In both Vancouver and Jasper I plan to rent a car, and am definitely going to check out the parks out there. That'll be the plan either way whether I do the Prince Rupert train or stay longer in Vancouver/Whistler.

At Churchill, I do realize it isn't polar bear season  . I'm planning on taking a beluga whale tour, and if money allows I may spring for a polar bear buggy tour.

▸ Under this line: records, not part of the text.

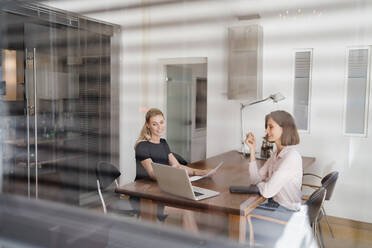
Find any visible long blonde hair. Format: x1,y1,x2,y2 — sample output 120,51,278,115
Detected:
134,108,164,149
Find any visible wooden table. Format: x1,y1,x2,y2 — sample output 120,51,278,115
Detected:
116,151,315,243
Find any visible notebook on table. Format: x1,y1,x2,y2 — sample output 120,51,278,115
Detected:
152,163,219,201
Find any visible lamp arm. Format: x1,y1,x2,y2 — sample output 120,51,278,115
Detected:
240,97,270,110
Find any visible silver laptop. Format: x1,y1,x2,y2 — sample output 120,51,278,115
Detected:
152,163,219,201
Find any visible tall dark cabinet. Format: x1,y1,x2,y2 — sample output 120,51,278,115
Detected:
0,2,120,205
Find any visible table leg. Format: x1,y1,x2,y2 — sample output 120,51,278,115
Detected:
140,198,158,222
229,214,247,243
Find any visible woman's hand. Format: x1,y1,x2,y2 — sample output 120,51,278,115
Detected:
245,133,256,153
193,169,216,177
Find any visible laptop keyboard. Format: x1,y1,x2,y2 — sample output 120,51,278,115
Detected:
193,191,204,197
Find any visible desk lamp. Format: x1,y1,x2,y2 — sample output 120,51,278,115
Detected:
240,92,285,154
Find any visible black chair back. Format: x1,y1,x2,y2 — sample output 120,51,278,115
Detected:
306,187,326,226
96,161,121,190
321,171,338,201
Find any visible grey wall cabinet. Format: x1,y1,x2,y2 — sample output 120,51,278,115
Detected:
227,24,263,101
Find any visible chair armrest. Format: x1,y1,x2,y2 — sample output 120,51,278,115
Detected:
247,214,287,225
302,183,322,189
302,173,322,179
302,195,310,201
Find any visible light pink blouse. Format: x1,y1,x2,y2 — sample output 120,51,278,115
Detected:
249,146,302,211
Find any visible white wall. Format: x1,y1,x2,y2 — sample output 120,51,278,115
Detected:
45,0,372,222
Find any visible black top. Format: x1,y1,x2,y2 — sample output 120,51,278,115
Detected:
135,139,171,180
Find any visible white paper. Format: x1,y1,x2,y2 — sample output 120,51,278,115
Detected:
189,161,223,182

I'm not sure what my plans will be at Winnipeg. The Sioux Lookout idea was just to avoid the cost of two nights in Winnipeg, but am definitely open to changing that part of my trip if it seems like there's a fair amount of things to do without a car.


----------



## FreeskierInVT (Apr 19, 2017)

Booked tickets early this morning, and I'm glad I did since the Canadian heading out of Toronto on 7/1 is already sold out in all classes of Economy. I went with a longer stay in Whistler and Vancouver instead of doing the Prince Rupert train, but did add a leg from Montreal-Truro the last few days of the month. Total cost would have been CAD$1783 without the pass, and will add up to 10,183 miles if my math is correct.

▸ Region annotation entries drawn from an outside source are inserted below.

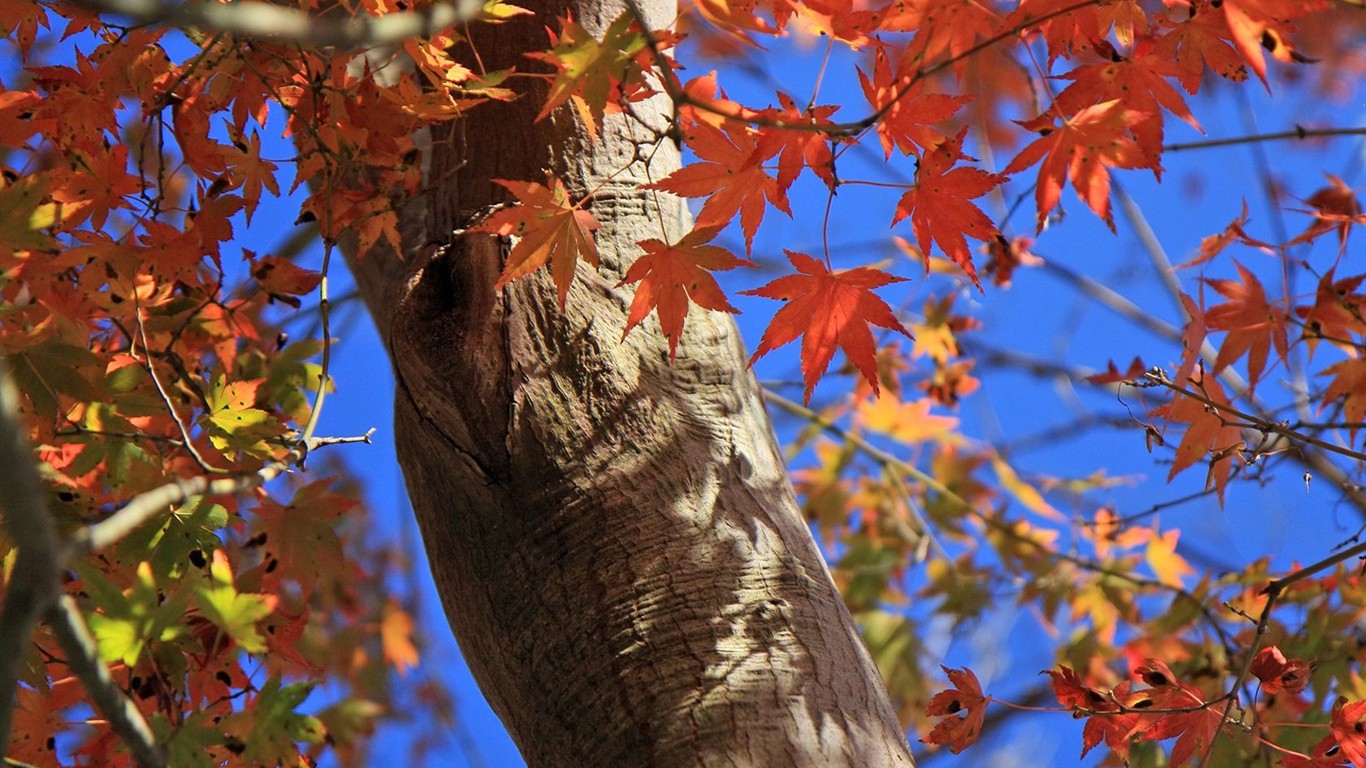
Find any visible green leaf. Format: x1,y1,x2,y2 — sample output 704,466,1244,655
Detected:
76,562,184,667
195,549,280,653
235,675,326,765
119,496,228,579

The last leg on the Ocean is tentative, but I would want to see the Bay of Fundy since that was something I missed on my trip to Halifax a few years ago. I would have about 24 hours since I'd need to squeeze it between the arrival of the eastbound Ocean on Sat 7/29 and the departure of the next day's westbound Ocean, while also finding somewhere that I can rent a car on the weekend. This was a last minute addition and I haven't had much time to do a lot of research, but would a different stop on the Ocean be better for such a short layover? I'm thinking Moncton may be a better alternative simply because of rental car availability on Saturday and Sunday with most locations being closed.

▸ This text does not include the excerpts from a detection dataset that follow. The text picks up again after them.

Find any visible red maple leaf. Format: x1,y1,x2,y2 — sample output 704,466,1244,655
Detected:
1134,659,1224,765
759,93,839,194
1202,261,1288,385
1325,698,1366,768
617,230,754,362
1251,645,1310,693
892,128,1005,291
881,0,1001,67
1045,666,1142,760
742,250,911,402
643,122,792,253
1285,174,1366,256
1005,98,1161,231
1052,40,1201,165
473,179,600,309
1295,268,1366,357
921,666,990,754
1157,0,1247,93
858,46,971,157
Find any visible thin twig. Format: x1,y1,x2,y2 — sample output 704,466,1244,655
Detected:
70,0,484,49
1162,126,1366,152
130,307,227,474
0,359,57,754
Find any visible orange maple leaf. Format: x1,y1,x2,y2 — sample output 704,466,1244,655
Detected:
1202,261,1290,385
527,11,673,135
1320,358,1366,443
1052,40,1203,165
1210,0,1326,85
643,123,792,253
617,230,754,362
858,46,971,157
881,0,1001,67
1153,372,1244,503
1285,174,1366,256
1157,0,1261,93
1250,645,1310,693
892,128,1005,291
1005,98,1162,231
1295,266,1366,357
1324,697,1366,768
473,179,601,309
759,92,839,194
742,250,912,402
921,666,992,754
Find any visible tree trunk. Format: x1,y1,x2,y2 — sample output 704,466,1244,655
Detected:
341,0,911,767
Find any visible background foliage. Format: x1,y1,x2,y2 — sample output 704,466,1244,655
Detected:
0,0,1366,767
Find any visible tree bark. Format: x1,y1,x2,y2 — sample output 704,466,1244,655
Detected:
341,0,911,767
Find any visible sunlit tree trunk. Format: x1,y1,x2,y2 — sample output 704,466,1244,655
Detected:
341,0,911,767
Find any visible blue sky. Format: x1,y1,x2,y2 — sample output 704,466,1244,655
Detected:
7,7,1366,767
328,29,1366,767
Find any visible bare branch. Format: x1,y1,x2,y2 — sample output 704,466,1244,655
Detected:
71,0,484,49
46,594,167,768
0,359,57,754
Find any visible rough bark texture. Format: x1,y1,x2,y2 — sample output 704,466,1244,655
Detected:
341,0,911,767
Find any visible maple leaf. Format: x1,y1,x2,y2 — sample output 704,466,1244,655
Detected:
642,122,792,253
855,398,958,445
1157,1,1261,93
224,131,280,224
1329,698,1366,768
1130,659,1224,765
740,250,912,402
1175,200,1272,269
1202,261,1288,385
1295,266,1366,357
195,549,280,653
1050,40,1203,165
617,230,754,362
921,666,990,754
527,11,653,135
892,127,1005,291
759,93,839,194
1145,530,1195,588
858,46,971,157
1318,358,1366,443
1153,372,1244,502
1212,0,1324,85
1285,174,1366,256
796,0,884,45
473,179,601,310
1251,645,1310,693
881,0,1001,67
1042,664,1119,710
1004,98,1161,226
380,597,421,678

Now I just need to count down the 73 days until July 1st! Can't wait!


----------



## NS VIA Fan (Apr 19, 2017)

FreeskierInVT said:


> The last leg on the Ocean is tentative, but I would want to see the Bay of Fundy since that was something I missed on my trip to Halifax a few years ago..........I'm thinking Moncton may be a better alternative simply because of rental car availability on Saturday and Sunday with most locations being closed.


A stopover in Moncton would be a good choice. Pop is 150,000 so there's a good selection of hotels and car rentals.....but still it's the tourist season so make a reservation.

And if you want to see the Fundy Tides....one of the best spots is the Hopewell Rocks about 40 min. from Moncton. Here's a time-lapse video:



Then continue on another half hour to Fundy National. All Nationl Parks are free admission this year but Hopewell Rocks is a Provincial Park so there's a fee.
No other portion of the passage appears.